Australia, Personal Finance - Written by Chris Wright on Thursday, September 1, 2011 8:45 - 0 Comments
Smart Investor: Getting Started – Bonds
Smart Investor, September 2011
Almost every tax-paying Australian has exposure to bonds. If you have a super fund, then it’s almost a certainty that it will be putting at least some of your money into this asset class. Bonds are considered a safe haven, an anchor to a portfolio (not always correctly, as we’ll discuss). But how exactly do they work?
Bonds are part of a category that most of the world calls fixed income, but which Australians more commonly call fixed interest. (In both cases it’s a misnomer, since the asset class tends to include some products where the interest rate isn’t fixed at all, but can move around.) You can think of bonds as a variation of cash, in that the same broader principle applies: you lend your money, as you do to a bank when you have a cash account, and get some interest back in return.
Bonds are issued by governments, banks, companies, and supranationals like the World Bank and Asian Development Bank, as a way to fund themselves.

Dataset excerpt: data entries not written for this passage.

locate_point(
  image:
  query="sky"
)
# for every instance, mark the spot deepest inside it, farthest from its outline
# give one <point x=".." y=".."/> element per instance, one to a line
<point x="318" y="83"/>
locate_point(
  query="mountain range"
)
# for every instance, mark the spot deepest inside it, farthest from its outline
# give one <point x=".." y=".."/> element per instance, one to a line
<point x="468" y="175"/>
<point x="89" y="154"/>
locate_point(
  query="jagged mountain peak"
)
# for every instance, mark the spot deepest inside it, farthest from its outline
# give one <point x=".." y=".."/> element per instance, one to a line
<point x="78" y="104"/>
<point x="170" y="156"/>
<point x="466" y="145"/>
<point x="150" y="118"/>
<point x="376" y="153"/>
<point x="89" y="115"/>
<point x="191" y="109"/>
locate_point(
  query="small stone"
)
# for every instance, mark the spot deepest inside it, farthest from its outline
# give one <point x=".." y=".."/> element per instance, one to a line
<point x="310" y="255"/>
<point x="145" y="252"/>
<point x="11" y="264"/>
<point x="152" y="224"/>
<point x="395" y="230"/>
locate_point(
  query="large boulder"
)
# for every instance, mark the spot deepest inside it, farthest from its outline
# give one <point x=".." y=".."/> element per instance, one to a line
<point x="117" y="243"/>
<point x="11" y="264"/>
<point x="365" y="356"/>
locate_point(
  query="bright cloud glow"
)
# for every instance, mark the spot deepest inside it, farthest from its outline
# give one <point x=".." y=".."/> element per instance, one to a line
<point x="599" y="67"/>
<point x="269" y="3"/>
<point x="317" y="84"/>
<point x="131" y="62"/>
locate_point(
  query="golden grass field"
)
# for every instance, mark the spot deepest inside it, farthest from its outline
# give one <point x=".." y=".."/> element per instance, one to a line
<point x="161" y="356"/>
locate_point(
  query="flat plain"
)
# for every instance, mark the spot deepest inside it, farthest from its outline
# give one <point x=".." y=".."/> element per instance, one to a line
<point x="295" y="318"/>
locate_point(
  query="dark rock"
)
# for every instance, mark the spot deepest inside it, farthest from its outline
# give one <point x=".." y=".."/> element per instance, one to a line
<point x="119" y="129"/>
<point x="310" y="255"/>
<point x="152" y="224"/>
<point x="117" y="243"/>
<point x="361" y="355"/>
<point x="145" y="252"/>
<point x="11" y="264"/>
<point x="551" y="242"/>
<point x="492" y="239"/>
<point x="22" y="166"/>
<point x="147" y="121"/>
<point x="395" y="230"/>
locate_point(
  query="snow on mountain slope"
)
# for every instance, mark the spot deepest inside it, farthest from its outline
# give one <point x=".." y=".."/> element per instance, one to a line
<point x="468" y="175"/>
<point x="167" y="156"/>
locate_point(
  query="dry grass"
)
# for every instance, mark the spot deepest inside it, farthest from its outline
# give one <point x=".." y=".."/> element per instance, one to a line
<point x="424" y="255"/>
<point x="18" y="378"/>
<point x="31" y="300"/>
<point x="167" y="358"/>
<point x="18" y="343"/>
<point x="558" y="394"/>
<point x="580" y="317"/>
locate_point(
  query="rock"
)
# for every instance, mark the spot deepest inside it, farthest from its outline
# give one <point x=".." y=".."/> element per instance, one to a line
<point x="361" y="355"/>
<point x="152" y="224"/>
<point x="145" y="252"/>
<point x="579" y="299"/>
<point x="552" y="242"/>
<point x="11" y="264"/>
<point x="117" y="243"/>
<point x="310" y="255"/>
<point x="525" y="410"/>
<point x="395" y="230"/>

A bond is, in essence, an IOU: the issuer borrows a certain amount of money from the market with a promise to pay it back over an agreed period of time with an agreed rate of interest to the lender.
Every bond has several key characteristics. It will have a face value, which is the amount you get back at maturity. It will have a coupon, which is the amount of interest it will pay each year; this is usually paid on a quarterly or twice-yearly basis. And it will have a tenor, which is the bond’s duration – the time after which it must be repaid. In the spectrum of fixed income this can range from overnight or a few months in the money markets, to the three to five year duration common in corporate bonds, and on to 10, 20 or 30 years in government bonds; there have been some bonds issued with a duration of 100 years.
Bonds can become more or less valuable depending on what is happening elsewhere in the markets. If you have a bond that pays a fixed rate of interest, then if broader market interest rates decline, your bond’s rate of interest becomes more valuable; if market interest rates rise, your bond is relatively less valuable. See the box for more on this.
While bonds are often seen as a safe haven asset class, the truth is they cover a multitude of risk profiles. For example, an Australian government bond, issued by the Reserve Bank of Australia or a state government is very safe, one of the safest assets in the world; a corporate bond from a blue chip name is pretty reliable; but structured bonds, or high yield bonds from lower-rated issuers, may carry higher risks. Rating agencies like Moody’s and Standard & Poor’s help investors by giving ratings to different bonds and issuers; the rule is that anything below the BBB- level at S&P is called high yield, or to use a less complimentary term, junk.
Very few investors will put money directly into individual bonds other than Commonwealth Treasuries, although an increasing number of listed bonds on the ASX may change this. Instead, most investors go to a fund manager for their fixed income allocation, paying a professional to decide which are the best bonds to hold, and when to get in and out of them.
There is a whole gamut of investment styles in the fixed income universe. Some funds focus only on Australian fixed income, others on international; some will only buy higher rated credits, others focus on lower ones; some look at structured bonds like convertibles (which start out behaving like a bond but may convert into shares in certain circumstances), and others do not. There was a time when Australian investors were being put into highly complicated fixed income products like collateralized debt obligations (CDOs), but these have fallen badly out of favour with the global financial crisis. These days, simplicity is in favour.
BOX: How a bond’s value can change
A bond’s coupon tells you what rate of interest you will get from it. But that’s not the same as the yield the bond will provide.
Let’s say you buy a $1,000 bond that pays a 10% coupon, paying out $100. At the outset, it has a yield of 10%. That’s easy. But if the bond’s price rises or falls, then the yield changes. Perhaps confusingly, when the price goes up, the yield goes down; when the price goes down, the yield goes up.
Why? Well, if the bond’s value dropped from $1000 to $900, but it’s still paying out the guaranteed $100 (your 10% coupon), then the yield is higher (100/900 = 11.1%) because your return is greater relative to the value of the bond that is paying it out. Fund managers will look further than this to another measurement called yield to maturity, which calculates the total return you will receive if you hold a bond to maturity. There’s no need for most individual investors to hammer this one out as they’ll generally be trusting decisions to a fund manager.
Generally, investors want to buy bonds with high yields, provided they have comfort those yields are sustainable; but if they already own a bond, then they instead want the price of the bond to go up (and hence the yield to fall), giving them a better return on their investment. It’s all about perspective.